We're about to do lime wash on one of our heritage buildings. We decided to use ochre as pigment because it comes from earth. My boss says with any pigment that comes from earth, we don't need to worry about discoloration in lime mortar, which is high in pH value. But some of our guys are using laterite powder for brick repairs and I wonder if it is a good choice. Would it discolor in lime mortar? How would it react? Please, someone answer me!

Maybe I need to mention more info in my question. I'm from myanmar and we've got a lot of sunshine and a lot of rain too during moonsoon season. We're not doing new buildings, just repairing a historic building built around 1900. This building is basically abandoned for decades, and it's quite big. A lot of bricks need to be replaced, but in some areas we intend to use lime mortar with brick dust to imitate a brick rather than raking out and replacing with a new one. But we're not achieving the same color as the original brick but when we add laterite powder to lime mortar, color is satisfactory. Our only concern is that we don't want the repaired areas faded away after three or four years.


2 Answers 2


Earth pigments generally don't discolor becasue they are already fully oxidized, unlike most artificial pigments. Laterite is commonly used to make bricks, so I doubt you will see any effects you would not already see on the bricks themselves. Just check to see if it is fired or not.

If you are repairing brickwork identifying the causes of stains will help:
Brick Stains: Identification & Prevention

Most staining is caused by improper cleaning not the mortar, lime run for instance is not actually caused by the lime. The only material you really have to worry about with lime is manganese, laterite is rich in manganese, but this is only an issue if it is fired first which mobilizes the manganese, acid washing further mobilizes it, the lime actually causes it to precipitate, if it is unfired however it is already stable and mixing it with the lime will not matter.

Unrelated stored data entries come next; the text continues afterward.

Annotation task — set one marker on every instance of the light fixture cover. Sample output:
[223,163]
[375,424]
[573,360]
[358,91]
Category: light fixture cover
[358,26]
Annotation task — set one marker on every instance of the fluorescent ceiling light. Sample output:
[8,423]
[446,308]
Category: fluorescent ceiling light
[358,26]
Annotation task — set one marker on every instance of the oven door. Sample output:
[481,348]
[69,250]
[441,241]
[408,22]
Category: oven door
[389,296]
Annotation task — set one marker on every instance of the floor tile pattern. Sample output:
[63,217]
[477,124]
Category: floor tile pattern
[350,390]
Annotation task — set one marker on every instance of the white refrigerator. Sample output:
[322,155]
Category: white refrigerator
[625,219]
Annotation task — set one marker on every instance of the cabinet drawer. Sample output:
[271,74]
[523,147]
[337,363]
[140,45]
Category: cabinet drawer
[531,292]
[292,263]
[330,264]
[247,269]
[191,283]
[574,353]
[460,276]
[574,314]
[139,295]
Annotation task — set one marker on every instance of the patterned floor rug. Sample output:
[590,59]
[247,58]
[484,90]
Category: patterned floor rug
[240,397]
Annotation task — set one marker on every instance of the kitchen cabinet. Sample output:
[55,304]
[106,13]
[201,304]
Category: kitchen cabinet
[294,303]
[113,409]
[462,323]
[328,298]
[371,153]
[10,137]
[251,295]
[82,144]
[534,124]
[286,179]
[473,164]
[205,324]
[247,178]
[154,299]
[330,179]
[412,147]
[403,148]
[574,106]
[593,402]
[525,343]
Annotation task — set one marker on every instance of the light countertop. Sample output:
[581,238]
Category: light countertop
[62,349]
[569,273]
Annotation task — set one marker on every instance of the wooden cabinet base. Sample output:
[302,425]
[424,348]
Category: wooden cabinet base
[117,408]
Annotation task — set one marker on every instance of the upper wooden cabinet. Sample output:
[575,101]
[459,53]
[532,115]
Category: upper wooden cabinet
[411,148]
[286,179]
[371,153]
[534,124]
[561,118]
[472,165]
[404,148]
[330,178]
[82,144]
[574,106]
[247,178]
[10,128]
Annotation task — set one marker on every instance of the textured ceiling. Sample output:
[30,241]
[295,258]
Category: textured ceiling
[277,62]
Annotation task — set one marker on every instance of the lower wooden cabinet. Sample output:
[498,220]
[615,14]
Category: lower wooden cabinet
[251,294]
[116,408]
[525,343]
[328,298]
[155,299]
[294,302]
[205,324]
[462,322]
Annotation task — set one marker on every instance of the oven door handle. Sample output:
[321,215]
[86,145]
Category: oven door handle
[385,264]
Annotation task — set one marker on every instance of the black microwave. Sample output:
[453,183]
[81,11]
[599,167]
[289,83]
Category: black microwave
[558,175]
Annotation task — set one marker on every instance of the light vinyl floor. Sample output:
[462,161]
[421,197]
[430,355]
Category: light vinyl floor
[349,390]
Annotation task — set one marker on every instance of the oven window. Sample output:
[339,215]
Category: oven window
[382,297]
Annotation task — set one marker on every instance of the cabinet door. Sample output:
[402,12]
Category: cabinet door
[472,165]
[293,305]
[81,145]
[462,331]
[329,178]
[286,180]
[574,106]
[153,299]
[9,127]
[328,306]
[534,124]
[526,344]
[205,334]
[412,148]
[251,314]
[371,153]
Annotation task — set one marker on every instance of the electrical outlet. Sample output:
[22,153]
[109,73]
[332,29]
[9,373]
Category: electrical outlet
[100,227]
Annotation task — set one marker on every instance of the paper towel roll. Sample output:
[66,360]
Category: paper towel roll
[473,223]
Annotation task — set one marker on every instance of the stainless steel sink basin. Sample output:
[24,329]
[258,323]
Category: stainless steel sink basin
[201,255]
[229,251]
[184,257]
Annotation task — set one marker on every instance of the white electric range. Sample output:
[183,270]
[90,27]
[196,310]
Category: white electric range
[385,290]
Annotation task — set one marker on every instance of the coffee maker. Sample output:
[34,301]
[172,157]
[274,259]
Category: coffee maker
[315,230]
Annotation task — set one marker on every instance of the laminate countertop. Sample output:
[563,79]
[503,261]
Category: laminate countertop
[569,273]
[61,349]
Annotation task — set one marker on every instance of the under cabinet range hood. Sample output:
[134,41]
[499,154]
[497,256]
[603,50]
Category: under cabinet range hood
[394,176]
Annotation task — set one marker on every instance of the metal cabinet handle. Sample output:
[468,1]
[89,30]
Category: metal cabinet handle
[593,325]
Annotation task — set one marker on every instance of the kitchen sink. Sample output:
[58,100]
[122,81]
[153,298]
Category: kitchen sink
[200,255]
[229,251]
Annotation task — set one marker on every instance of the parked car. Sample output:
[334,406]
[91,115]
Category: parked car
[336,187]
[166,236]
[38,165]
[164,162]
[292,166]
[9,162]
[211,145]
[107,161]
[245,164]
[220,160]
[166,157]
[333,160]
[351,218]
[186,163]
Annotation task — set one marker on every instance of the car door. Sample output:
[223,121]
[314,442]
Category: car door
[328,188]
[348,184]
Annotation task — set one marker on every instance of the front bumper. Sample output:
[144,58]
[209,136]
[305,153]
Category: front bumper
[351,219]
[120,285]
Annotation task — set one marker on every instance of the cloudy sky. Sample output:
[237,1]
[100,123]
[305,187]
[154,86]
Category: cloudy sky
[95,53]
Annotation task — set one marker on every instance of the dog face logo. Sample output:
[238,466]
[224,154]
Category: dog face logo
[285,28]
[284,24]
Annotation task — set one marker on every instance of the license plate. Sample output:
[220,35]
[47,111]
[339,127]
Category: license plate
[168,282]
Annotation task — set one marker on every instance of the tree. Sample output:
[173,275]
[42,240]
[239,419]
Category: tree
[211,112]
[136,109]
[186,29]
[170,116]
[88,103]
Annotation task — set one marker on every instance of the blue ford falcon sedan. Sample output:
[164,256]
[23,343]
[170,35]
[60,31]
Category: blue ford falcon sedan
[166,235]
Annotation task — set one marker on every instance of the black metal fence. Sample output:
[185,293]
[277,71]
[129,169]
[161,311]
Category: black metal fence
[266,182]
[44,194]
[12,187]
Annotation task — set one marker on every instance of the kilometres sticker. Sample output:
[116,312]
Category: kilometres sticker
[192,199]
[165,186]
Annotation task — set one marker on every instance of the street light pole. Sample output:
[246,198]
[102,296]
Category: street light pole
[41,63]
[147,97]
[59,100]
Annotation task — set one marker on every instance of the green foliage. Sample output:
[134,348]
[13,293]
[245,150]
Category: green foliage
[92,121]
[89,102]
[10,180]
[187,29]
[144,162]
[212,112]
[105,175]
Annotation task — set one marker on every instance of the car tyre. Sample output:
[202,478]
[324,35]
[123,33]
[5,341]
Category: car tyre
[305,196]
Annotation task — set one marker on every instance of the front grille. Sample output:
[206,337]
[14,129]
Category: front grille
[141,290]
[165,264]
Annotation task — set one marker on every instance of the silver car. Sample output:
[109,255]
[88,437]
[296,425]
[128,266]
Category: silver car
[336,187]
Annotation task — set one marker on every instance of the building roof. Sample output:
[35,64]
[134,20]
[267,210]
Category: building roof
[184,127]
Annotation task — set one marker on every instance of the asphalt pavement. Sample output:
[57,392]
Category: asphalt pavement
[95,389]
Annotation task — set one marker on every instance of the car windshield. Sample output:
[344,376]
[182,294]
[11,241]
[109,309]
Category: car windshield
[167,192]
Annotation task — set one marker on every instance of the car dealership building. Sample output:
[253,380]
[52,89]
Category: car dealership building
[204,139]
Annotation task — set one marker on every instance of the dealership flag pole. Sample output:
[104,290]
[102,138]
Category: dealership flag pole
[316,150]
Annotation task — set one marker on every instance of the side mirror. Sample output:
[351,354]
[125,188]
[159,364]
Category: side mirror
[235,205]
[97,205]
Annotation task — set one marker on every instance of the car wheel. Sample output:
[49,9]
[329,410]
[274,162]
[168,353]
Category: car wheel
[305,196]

What the heck is an "earth pigment"? Dirt? Mud? The only naturally occurring "earth pigment" that I am aware of is used for adobe buildings of the American Southwest. Here, the "earth pigment" is taken from a riverbed and applied directly to adobe brick. It will not fade in sun.

However, it tends to run when it rains.

On the other hand...there are plenty of earth-colored dyes that are added to concrete mixes that will mimic mud and earth when applied as stucco. I can assure you that these, over time, will fade. UV radiation, ozone exposure, ground-level smog, and other general atmospheric crap will noticeably degrade these colors in a matter of years depending on where you live and weather exposure. In Arizona, for example, there is no shortage of stuccos colored with lousy "earth colored" dyes. Your "lime wash" application may respond very differently to your dye and water chemistry, and I'd strongly suggest a test surface before committing to an entire heritage building.

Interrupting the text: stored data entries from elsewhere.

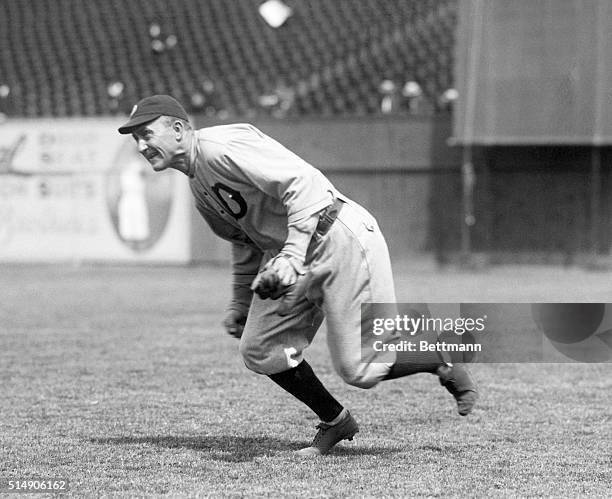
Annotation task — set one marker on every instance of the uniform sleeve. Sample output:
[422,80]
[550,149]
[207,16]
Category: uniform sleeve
[279,173]
[246,260]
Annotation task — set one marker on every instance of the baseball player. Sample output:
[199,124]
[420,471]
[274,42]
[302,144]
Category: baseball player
[301,251]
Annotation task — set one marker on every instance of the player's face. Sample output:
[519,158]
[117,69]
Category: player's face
[157,142]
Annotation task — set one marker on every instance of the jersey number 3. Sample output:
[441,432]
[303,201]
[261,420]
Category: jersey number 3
[231,199]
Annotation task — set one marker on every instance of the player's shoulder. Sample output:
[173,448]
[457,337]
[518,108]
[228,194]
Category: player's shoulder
[222,135]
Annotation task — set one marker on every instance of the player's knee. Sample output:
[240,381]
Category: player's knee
[256,359]
[357,378]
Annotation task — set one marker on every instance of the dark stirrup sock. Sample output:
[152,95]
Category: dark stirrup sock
[303,384]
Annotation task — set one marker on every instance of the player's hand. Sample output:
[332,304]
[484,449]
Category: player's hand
[234,322]
[275,279]
[285,270]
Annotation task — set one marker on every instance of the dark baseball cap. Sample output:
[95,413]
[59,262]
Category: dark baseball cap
[151,108]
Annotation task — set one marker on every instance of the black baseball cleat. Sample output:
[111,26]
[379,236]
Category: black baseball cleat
[329,435]
[459,383]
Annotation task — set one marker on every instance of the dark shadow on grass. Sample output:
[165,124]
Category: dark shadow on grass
[235,448]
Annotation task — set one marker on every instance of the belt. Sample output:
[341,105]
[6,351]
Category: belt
[328,217]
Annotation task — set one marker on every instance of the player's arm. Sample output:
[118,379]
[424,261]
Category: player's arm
[293,254]
[246,260]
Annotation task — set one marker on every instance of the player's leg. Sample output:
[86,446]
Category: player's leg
[353,269]
[273,345]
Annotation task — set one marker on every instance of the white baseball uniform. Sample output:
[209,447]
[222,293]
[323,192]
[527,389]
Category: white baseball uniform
[249,188]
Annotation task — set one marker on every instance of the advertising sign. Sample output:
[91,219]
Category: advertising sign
[77,190]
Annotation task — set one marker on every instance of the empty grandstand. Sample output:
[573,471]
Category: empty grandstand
[89,57]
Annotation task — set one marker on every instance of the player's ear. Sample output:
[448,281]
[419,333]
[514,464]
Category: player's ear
[178,128]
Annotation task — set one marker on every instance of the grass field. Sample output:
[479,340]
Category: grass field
[121,380]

The fading, additionally, will be uneven where water, or sunlight, is unevenly distributed over a large surface. As for your "ochre" pigment, I suspect that it's not a powder ground from just straight up iron-oxide, but some kind of liquid ochre-colored emulsion specially formulated for mixture with concrete. Get an assurance that your boss's "earth color" dye, or additive, is lightfast, at a minimum.